Сколько бы еще лет мог я навещать Юрия Павловича, и были бы мы все старше и старше, и что-нибудь неожиданное все равно написал он, может, о смоленских предках своих, которые с бессилием смотрят с фотографии (оттуда, из старой России), а может, еще что-то об Абрамцеве или о лавре — как теперь угадать? «Оставайся, поедем к Сергию Радонежскому…» Да мы-то едем из Лавры, а где ты, Юрий Павлович? В каких селениях? Пухом ли покрыла тебя земля в той узенькой — узенькой щели, куда мы тебя опустили (бок о бок с тремя детскими могилками)? Может, потому и сподобился лечь в окружении детей, что гимнами детям и закончил свою литературу?
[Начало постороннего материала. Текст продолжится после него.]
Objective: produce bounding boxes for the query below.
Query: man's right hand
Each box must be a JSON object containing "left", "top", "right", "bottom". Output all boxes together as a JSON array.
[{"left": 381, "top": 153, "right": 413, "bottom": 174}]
В Абрамцеве все как и раньше. Тишина и зеленый полог словно скрывают само время, и к ночи вовсе сливаешься чувством с аксаковской Русью. Теперь эта усадьба досталась Алеше. В тоске по Алеше и написаны последние рассказы. Все так понятно. Сижу в Пересыпи, оторвусь от машинки, зайду в огород. Брожу по буйной заросли и чувствую, что мне чего-то не хватает. Больше было радости месяц назад. Стрекозы вздрагивают и сверкают крылышками, чуть шевельнется зернистый укроп. Уже август. Под айвою лежит молодой пес Барон. Два щенка, Туман и Жулька, возят мордочками в чашке. Поспела алыча, взобрались на смородину улитки. А — ах, Настеньки нету в огороде! Только что, три недели назад, она здесь была, а сейчас едет в сухумском вагоне в Сочи. Тоскливо.
Казаков много раз говорил мне, что тоскует по Алеше.
Дом № 43. Под горку идем к крыльцу, разгребая руками траву на аллее. Никого нет?